International Adoptions Focus of Ministry Outreach

Post a Comment » Written on December 18th, 2008     
Filed under: News
PADUCAH, KY (December 18, 2008) – Roger and Dawn Choate hope their ministry Healing Hannah not only will help families through the often emotionally intense process of international adoption, but also will strengthen orphanages overseas and encourage children in this country to assist orphans around the world.

The ministry was borne out of their own experience. “We really learned a lot the hard way,” says Dawn.

In 2004 the Choates (accompanying photo), who attend Four Rivers Covenant Church, adopted Hannah from an orphanage in China. Already the biological parents of two sons, Joshua and Jordan (now 13 and 10 years old respectively), they were happy when one-year-old Hanna seemed the “perfect” child as she played quietly for hours during her first month in the United States.

Family“As newly adoptive parents, you’re just happy they’re not crying,” Dawn says. They told their friends that parenting her was almost “too easy.”

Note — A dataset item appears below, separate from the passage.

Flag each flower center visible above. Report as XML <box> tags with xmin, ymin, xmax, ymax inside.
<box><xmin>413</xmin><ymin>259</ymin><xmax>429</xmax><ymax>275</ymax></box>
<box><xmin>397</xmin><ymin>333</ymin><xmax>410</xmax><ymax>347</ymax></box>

That changed when Hannah began to have “emotional meltdowns” that were far more severe than a child’s temper tantrums. She would have them as many as six times a day.

Hannah began to recoil any time that Dawn touched her and panicked whenever Dawn stopped feeding her even to retrieve something from another room. “We were told there would be no attachment difficulties,” Dawn says. That was not the truth.

The Choates would spend the next year painfully working with Hannah to help her adjust. Today she has blossomed and is a joyful child.

When Dawn wrote an article about their experience that appeared in Adoption Today magazine and RainbowKids online, she was shocked when her email inbox was swamped with messages from people saying they face similar struggles. As a result, the Choates started Healing Hannah.

The ministry sponsors several projects, each named for the Choates’ children, including two the couple adopted after bringing Hannah into their home: six-year-old Maggie from China, and Isaac, 2, from Guatemala.

Maggie’s List is designed to help potential adoptive parents consider older or special needs children. Isaac’s Hope sponsors missionary work in Guatemala that focuses on the needs of children in orphanages.

Joshua and Jordan’s Great Wall of Heroes honors children helping other kids. Over the past two years, a kindergarten class has raised nearly $600 by selling popsicles and sponsoring other fundraisers. The money has helped fund surgeries for orphans.

“One of Healing Hannah’s goals is to encourage honest dialogue between orphanages and adoptive parents.”

Most recently, the Choates sponsored an online auction raising money to pay for a surgery to help a one-year-old Chinese child whose heart is located outside her rib cage. The child lives in an orphanage that is committed to the children, Dawn says.

“We have raised $10,000 to date through speaking engagements, the auction and another private donor,” Dawn says. The money is enough to get the girl, Ginger Zu, into surgery, which will be scheduled sometime in January. Another $4,000 needs to be raised to pay the entire bill.

Dawn adds that one of Healing Hannah’s goals is to encourage honest dialogue between orphanages and adoptive parents. Too often, the institutions are not honest about the needs of the children, she explains. As part of the ministry, Dawn also speaks to community groups and encourages families as they try to help their own adopted children previously traumatized in orphanages.

Covenanter Dana Johnson, who pioneered research on trauma suffered by children in overseas orphanages, said in an interview earlier this year that, “A relatively small percentage of children in orphanages are true orphans.” Most are left to the orphanage by parents who do not want or cannot afford to care for them and receive little attention while in the institution.

Families that are able to nurture the adoptees can make a dramatic difference in the children’s lives, said Johnson, who is a member of Bethlehem Covenant Church in Minneapolis, Minnesota.